Tokeland Hotel: Historic Coastal Escape

The lobby of the historic Tokeland Hotel.
The lobby of the historic Tokeland Hotel. (photo: Douglas Robichaud/Tokeland Hotel)
written by Lauren Kramer

If you’re looking for warmth, charm and a rustic, rural ambience, make a beeline for the Tokeland Hotel. The oldest hotel in the state, it was built in 1885, four years before Washington joined the confederation, and that venerable age steeps the hotel in authenticity. You feel it in the thick wood walls, the furniture, some of which came over on the Mayflower, and the eclectic decor of the common areas, whose walls feature taxidermied animal heads and whose surfaces are packed with plants and interesting paraphernalia. Take a seat by the crackling fireplace on lovingly worn leather sofas, pick a book from shelves heavy with literature or check out the freshly made galettes and towering cakes that call temptingly from the dessert buffet. This is a place where pet cats roam the halls, where Gus, the well-fed labrador, is a fixture in the dining room and where chickens, goats and pigs totter around outside, living full, healthy lives. Coming to the Tokeland is like spending the night with a longtime, trusted friend: cozy, comforting and homey. And its location, on a tongue of land surrounded by the Willapa Bay estuary, makes you feel like you’re sequestered on the very edge of civilization.

ACCOMMODATIONS

The Tokeland Hotel has just seventeen rooms and four shared bathrooms, but its bedrooms are comfortably furnished with new beds and quality linens. The rooms are small but adequate since guests spend their leisure time in the hotel’s many cozy communal spaces.

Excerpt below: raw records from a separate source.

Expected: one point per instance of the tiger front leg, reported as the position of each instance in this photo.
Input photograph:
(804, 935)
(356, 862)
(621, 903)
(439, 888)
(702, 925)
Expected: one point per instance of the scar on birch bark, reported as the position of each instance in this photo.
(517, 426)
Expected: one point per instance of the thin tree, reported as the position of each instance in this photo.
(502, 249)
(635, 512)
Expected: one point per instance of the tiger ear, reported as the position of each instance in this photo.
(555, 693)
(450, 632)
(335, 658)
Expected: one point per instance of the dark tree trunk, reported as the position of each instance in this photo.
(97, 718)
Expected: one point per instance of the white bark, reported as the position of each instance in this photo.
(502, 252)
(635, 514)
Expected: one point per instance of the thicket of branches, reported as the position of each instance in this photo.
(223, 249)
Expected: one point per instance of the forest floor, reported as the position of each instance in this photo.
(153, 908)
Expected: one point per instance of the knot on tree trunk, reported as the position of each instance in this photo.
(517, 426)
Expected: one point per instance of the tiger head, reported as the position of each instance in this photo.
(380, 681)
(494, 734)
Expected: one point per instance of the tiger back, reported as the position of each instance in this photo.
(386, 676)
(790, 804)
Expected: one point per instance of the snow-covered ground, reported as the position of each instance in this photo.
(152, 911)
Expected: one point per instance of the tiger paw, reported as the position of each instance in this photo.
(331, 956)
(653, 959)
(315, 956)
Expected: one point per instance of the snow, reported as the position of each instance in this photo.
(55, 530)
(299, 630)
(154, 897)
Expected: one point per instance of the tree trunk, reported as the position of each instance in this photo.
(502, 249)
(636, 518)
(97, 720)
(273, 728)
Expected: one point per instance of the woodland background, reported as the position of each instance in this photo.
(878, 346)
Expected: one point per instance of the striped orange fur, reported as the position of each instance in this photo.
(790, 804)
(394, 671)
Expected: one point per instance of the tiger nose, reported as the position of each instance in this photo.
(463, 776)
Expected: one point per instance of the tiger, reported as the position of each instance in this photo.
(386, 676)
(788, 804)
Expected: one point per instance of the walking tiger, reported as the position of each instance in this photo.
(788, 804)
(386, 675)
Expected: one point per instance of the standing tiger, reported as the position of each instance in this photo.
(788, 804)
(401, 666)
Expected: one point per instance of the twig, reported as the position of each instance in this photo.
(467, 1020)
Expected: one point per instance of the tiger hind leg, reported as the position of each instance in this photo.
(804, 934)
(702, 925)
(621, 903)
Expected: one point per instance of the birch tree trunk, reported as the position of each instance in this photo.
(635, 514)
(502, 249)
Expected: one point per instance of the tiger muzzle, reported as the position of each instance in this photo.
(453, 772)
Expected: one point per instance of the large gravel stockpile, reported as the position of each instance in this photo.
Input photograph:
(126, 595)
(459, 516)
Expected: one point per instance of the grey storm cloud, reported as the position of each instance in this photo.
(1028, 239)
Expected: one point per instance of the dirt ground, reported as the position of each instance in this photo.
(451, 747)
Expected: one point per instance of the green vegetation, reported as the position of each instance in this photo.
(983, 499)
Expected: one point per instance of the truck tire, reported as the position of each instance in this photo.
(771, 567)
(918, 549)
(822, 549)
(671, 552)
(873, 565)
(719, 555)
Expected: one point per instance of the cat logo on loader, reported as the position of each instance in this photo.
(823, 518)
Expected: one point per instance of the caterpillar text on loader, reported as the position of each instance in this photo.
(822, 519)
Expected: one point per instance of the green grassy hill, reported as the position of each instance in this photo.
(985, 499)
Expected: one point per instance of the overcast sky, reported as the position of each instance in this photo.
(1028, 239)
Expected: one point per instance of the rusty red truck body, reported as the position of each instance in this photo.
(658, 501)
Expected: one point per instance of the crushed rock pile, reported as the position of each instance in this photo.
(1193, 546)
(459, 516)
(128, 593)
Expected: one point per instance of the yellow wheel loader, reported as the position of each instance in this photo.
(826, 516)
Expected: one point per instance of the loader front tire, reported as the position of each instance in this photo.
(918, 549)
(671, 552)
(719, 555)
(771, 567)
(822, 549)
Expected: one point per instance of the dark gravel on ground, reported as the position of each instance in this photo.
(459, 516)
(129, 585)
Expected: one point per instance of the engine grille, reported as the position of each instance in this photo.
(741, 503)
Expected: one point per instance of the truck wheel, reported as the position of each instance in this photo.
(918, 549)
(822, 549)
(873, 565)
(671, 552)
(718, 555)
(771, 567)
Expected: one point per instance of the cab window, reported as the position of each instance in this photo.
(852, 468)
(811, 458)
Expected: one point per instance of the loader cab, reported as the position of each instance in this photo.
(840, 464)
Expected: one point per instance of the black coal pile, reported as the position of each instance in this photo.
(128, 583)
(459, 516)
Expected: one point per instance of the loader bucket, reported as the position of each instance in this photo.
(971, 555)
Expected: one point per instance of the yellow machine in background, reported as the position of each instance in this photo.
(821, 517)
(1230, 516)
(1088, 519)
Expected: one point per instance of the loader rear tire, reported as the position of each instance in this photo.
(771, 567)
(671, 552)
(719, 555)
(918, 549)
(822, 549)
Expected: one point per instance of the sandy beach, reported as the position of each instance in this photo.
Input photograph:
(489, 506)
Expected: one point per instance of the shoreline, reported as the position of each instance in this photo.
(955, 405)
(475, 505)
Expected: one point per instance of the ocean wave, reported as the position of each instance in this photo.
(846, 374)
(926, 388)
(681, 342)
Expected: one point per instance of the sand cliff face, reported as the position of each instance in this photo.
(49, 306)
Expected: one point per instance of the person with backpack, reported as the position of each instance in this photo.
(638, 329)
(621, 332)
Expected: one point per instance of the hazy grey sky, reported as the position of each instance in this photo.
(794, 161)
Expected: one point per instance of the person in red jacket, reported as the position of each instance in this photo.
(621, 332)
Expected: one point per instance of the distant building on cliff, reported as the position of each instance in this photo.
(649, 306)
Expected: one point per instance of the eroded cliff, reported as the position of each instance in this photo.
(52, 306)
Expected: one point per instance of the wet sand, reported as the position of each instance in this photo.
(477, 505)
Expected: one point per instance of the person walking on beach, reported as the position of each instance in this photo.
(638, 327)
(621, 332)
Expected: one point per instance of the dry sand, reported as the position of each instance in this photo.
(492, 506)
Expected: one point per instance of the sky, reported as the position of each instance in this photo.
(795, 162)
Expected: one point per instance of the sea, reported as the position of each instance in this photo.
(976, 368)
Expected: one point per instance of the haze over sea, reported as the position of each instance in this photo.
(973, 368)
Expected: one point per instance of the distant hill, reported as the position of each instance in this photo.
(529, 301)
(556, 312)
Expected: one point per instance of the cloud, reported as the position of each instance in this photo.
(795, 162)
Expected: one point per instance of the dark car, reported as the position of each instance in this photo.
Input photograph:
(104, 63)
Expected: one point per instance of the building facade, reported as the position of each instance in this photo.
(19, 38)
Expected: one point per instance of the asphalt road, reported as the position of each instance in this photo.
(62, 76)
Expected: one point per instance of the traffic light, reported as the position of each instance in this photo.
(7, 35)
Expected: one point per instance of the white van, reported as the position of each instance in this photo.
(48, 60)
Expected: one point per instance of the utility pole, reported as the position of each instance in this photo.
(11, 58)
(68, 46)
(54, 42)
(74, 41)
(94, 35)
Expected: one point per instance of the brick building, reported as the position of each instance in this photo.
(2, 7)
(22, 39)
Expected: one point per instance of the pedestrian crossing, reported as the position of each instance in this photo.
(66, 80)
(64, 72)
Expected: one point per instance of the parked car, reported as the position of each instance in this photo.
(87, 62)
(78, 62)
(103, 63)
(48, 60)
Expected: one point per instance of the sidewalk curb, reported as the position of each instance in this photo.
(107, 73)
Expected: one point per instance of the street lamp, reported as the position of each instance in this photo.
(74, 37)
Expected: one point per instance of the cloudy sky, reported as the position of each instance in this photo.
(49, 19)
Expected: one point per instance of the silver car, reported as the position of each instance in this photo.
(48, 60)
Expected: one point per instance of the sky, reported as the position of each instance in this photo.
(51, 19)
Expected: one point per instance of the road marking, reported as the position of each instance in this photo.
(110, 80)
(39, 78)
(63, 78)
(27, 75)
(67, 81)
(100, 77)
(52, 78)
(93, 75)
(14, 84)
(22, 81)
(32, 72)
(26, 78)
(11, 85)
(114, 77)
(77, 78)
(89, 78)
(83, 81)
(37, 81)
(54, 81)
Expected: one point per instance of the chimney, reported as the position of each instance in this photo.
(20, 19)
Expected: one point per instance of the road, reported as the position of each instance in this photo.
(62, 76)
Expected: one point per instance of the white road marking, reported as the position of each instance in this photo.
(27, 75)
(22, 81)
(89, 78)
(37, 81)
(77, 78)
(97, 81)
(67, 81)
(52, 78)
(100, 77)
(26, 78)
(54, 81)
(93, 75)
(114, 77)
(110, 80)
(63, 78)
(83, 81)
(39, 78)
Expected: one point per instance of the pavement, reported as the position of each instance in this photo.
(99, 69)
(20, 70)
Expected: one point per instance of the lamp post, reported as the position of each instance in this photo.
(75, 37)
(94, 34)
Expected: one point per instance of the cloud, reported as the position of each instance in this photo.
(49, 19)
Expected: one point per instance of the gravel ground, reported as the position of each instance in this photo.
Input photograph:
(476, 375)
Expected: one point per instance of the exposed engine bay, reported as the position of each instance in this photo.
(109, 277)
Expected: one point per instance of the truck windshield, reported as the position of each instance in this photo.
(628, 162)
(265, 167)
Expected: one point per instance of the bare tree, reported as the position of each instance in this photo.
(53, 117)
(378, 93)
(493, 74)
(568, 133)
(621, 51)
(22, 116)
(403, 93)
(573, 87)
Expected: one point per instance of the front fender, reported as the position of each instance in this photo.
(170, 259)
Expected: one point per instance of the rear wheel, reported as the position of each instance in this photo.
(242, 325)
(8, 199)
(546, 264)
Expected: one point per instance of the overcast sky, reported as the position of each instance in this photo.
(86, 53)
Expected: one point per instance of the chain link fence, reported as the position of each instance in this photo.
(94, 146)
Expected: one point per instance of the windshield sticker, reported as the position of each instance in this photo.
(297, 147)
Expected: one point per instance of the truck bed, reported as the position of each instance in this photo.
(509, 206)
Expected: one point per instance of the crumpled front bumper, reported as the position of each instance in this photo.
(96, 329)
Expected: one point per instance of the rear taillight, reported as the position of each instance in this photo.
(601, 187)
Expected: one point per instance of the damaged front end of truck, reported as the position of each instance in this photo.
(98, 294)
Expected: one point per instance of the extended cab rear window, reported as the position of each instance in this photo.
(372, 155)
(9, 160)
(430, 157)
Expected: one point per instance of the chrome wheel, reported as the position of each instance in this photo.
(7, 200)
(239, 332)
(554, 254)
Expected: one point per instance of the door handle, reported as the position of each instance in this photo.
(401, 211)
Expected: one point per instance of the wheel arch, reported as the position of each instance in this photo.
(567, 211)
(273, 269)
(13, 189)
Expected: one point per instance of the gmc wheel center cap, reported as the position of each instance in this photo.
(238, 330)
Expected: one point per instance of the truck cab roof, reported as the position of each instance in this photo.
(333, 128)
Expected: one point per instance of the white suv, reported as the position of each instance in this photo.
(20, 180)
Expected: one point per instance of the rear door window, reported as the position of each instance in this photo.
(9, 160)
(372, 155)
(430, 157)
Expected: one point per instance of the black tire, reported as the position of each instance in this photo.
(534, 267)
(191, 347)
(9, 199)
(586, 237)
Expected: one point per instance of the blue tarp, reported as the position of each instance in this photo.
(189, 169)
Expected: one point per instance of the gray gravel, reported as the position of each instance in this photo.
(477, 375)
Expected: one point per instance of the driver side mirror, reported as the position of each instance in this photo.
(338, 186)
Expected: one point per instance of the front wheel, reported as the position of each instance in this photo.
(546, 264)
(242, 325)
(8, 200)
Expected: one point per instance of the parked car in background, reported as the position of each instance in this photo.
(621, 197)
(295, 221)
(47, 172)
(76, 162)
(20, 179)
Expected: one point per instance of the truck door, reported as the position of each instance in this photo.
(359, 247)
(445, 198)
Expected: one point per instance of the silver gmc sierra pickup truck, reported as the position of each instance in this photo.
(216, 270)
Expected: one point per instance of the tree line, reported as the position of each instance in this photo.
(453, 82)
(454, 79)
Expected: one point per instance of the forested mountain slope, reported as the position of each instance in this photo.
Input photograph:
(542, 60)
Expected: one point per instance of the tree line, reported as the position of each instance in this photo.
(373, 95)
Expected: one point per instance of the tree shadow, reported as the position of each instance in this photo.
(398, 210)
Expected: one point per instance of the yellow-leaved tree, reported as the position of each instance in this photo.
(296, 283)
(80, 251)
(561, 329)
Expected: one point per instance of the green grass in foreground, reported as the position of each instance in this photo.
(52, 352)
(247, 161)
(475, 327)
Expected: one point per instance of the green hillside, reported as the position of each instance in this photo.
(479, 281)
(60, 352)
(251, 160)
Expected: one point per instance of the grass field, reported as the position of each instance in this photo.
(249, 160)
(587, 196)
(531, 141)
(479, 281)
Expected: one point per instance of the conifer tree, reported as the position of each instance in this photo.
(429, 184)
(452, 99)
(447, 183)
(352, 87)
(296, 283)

Rooms are classic turn-of-the-century adorned.
Rooms are classic turn-of-the-century adorned. (photo: Kelsey Bumsted/Tokeland Hotel)

AMENITIES

Guests can pedal the quiet streets that line the estuary on complimentary cruiser bikes. At night there’s a communal fire pit with Adirondack chairs, and a wood-heated hot tub and cold plunge available for private bookings. The hotel has several communal spaces warmed by wood stoves and fireplaces and equipped with books and a great selection of games.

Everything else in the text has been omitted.